Really like where this is going. The per-model vs per-instance split would clean up a lot in practice. On the variety side: the “same kind of thing” in the lab varies along several axes (geometry, material, surface treatment, sometimes even lot for binding-sensitive assays), and every consumer of the data currently has to reinvent what counts as “the same model” themselves. Having that decision live in one place would be a real win.
Could you sketch a small code example of what the type object and an instance pointing at it might look like?
Pulling geometry into the model object means the type name finally means something, instead of being a label nobody checks. Only open question is how global_id gets assigned. Content-derived so identical models collide on the same id, right?
Only open question is how global_id gets assigned. Content-derived so identical models collide on the same id, right?
I wouldn’t do that. Conceptually, it should uniquely identify exactly one orderable (i.e equivalent to the combination manufacturer, mpn, and perhaps a production version/date), independent of how you represent that thing in PLR. It is ok if two things that look the same in PLR have different ID’s. Furthermore, it enables reason about updates to the PLR representation that refer to the same thing. Say, we encode geometry of wells in a more detailed fashion. The representation changes, but it is still the same thing. If you receive a serialisation of some dataset/protocol/etc where the model representation looks different to what you have locally, you have a conflict that carries semantic value: Both intend to describe the same reality, so one of them is probably more correct, at least for a specific aspect. You may want to replace the model representation with the more accurate one. Or, you may want to re-instantiate with the exact same model representation to ensure bitwise reproducibility (which depends on having the exact same PLR version though).

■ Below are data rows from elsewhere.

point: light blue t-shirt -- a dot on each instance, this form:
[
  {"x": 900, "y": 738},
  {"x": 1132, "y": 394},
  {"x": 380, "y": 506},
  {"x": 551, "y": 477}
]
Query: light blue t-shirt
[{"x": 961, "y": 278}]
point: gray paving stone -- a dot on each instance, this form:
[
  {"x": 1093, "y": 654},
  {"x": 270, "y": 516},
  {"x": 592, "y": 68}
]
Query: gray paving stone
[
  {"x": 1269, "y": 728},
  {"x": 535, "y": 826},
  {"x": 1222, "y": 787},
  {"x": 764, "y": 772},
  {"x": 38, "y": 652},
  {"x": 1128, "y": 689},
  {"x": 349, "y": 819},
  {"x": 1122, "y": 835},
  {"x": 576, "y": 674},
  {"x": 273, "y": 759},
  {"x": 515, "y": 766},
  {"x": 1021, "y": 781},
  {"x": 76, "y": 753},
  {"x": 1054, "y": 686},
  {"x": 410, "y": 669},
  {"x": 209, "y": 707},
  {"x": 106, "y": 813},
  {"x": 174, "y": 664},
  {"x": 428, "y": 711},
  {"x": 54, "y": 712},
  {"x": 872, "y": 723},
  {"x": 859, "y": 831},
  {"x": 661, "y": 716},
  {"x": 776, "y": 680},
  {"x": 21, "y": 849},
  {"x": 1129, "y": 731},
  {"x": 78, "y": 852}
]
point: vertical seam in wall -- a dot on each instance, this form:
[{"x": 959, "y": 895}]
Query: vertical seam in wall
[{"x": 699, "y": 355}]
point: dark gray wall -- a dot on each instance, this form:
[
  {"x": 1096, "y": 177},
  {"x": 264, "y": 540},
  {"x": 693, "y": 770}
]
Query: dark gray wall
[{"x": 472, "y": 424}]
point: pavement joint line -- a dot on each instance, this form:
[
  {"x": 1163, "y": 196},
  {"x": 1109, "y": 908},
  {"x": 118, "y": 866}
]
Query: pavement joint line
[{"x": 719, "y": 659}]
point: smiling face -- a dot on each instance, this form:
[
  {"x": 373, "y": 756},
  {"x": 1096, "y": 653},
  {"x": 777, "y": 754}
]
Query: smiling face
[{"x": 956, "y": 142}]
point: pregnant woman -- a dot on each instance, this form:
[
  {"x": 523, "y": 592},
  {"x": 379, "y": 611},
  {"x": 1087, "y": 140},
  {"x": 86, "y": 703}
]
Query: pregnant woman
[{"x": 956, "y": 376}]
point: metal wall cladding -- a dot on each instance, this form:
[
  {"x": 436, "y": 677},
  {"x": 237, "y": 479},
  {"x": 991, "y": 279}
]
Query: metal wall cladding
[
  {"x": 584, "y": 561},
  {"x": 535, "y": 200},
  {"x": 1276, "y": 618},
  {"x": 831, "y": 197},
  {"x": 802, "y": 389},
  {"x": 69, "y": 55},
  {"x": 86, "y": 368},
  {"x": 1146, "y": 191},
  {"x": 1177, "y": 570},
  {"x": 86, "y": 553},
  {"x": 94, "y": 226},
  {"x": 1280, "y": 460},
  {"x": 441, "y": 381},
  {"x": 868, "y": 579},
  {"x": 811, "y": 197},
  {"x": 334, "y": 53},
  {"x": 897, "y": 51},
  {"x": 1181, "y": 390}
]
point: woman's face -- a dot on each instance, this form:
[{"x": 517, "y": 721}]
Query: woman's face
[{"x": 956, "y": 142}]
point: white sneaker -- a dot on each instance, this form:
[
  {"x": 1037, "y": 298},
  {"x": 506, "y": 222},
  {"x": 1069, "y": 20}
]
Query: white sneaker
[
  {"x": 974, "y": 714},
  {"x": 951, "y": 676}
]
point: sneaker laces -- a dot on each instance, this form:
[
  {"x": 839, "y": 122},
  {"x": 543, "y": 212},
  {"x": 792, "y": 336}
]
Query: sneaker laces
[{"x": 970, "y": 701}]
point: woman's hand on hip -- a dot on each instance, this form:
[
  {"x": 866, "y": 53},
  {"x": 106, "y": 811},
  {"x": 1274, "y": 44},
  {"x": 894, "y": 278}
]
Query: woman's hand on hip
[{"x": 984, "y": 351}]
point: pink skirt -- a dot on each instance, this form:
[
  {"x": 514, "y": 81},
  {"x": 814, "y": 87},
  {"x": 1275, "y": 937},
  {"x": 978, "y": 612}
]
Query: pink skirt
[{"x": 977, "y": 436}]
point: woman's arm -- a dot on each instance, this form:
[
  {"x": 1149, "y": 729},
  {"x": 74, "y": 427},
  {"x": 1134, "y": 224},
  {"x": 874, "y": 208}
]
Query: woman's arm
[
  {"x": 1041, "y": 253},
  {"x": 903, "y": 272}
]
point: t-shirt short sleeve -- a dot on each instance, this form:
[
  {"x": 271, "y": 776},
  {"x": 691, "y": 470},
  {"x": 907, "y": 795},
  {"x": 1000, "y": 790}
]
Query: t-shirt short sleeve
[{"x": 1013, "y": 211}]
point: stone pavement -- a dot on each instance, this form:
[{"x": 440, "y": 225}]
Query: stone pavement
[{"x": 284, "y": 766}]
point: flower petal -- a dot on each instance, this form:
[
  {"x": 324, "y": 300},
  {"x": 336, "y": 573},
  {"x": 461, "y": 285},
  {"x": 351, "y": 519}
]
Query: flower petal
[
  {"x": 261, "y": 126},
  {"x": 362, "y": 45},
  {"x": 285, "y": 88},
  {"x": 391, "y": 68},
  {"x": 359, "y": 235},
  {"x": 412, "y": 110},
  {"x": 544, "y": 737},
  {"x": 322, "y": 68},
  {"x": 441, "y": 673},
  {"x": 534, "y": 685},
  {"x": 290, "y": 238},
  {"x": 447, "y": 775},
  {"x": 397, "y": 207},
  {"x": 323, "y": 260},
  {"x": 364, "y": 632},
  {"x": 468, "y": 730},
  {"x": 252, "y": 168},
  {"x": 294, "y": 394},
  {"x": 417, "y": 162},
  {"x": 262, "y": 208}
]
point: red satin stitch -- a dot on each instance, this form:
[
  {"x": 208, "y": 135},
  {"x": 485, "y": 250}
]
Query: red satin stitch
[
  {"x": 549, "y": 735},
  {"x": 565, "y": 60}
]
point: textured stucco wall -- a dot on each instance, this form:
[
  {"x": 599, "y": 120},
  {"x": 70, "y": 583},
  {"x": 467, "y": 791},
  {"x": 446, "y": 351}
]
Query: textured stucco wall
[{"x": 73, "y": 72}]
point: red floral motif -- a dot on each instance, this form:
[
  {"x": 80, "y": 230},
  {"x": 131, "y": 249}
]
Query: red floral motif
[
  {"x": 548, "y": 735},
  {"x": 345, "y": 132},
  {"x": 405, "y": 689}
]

After this discusion, I realise that we actually want a global_model_id as part of the “Model” data model with that semantic meaning described above. In the serialisation however, we don’t refer to the global_model_id, but a model_id which carries no semantic value other than to refer to a specific PLR representation of a model (including it’s semantic identity encoded in global_model_id). Outside of serialisation, in a running PLR program, that identity is instead encoded simply through python object identity.
I’d keep global_model_id for semantic identity and model_id strictly for serialization. that makes the save format compact while still allowing model updates, conflict detection, and reproducibility without coupling runtime object identity to the serialized data.